But what of biblical truth? There are those who believe the bible is the word of God, texts written by authors inspired by the divine. Thus theology, doctrine and dogma are determined by belief in God given scripture within a spectrum of interpretation ranging from rigid, literal, conservative understanding of words to fluid, symbolic, liberal conceptual approaches. Underpinning all is a belief that the words of scripture are authoritative, not of human origin but of an omniscient, transcendent, metaphysical, anthropomorphic God: statements not to be the subject of rejection by humans but capable of varied interpretation. Implausible? You be the judge.
Some contra opinions:
'The Christian story does not drop from heaven fully written. It grew and developed over a period of forty-two to seventy years. This is not what most Christians have been taught to think, but it is factual. Christianity has always been an evolving story. It was never, even in the New Testament, a finished story.'
JOHN SHELBY SPONG
'I let go of the notion that the Bible is a divine product. I learned that it is a human cultural product, the product of two ancient communities, biblical Israel and early Christianity. As such, it contained their understandings and affirmations, statements not coming directly or somewhat directly from God.....I realised that whatever "divine revelation" and the "inspiration of the Bible" meant (if they meant anything), they did not mean that the Bible was a divine product with divine authority.'
MARCUS J BORG
'Properly understood the Bible is a potential ally to the progressive Christian passion for transformation of ourselves and the world. It is our great heritage. Along with Jesus, to whom it is subordinate, it is our greatest treasure.'
MARCUS J BORG
'My point is not that those ancient people told literal stories and we are not smart enough to take them symbolically, but that they told them symbolically and we are now dumb enough to take them literally.'
JOHN DOMINIC CROSSAN
'The Bible is based upon the construct of theism and anthropomorphism as its primary literary vehicle for expressing the reality of "God." Anthropomorphism is the attribution of human traits, emotions, or intentions to non-human entities.
The ultimate authority of one's life is not the Bible. The highest truth is not confined between the covers of a book. It is not something written by men and frozen in time. It is not from a source outside oneself. One's ultimate authority is the voice of truth within one's own innermost being.'
JIM PALMER
'The danger that a mythology understood too literally, and as taught by the Church, will suddenly be repudiated lock, stock and barrel is today greater than ever. Is it not time that the Christian mythology, instead of being wiped out, was understood symbolically?'
CARL JUNG
I am firmly in the latter camp, much influenced by postmodernism and ideas developed by Jacques Derrida.

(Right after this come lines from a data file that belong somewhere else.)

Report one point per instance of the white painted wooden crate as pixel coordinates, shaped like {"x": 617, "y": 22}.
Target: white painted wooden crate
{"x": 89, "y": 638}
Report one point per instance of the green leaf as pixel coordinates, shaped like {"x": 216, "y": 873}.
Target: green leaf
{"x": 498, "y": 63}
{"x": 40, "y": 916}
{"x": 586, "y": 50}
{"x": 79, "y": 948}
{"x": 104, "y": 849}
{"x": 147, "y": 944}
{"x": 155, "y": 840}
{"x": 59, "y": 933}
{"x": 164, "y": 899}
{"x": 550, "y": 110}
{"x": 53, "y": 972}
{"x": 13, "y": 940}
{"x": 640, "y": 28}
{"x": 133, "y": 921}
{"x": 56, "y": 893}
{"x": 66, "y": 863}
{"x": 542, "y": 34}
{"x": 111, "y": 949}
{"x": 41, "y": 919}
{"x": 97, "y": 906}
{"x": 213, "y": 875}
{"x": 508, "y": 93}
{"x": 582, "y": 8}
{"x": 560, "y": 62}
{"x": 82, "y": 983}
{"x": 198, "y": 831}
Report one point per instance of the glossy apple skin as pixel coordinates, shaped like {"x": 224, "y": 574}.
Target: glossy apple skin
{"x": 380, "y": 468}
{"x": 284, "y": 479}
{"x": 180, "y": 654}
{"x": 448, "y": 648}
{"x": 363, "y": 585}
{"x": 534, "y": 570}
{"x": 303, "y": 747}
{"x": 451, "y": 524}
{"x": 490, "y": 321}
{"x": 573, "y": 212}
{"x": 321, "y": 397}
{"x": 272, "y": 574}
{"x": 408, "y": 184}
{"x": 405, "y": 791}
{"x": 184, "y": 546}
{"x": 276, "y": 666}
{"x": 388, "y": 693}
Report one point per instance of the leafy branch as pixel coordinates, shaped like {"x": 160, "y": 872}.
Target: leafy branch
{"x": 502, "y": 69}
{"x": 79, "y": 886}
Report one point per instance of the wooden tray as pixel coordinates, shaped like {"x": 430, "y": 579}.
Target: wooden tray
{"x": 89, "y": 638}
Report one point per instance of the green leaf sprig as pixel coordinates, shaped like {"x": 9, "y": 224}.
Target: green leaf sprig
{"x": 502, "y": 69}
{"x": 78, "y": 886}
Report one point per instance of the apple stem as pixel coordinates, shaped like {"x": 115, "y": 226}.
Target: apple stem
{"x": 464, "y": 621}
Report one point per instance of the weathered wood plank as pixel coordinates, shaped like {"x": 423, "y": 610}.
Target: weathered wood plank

So, my opinion is that 'biblical truth' is an oxymoron. At this juncture may I prevail upon you to turn to post 502 and the words of Colin Coward. They are an antidote to fundamentalist, conservative evangelical theology, a breath of fresh air to counter stultifying narrow bible based theology, doctrine and dogma that loses sight of the concepts of inclusive love and care for all humanity as ascribed to Jesus by the authors of the synoptic gospels: concepts of humans, therefore subjective, not to be cloaked with the veneer of objective God given authority. It is the dynamic of the concepts that matters, not the precise meaning of the words in ancient texts of human origin. As Spong said Christianity is an 'evolving story', not a set of texts fixed in time.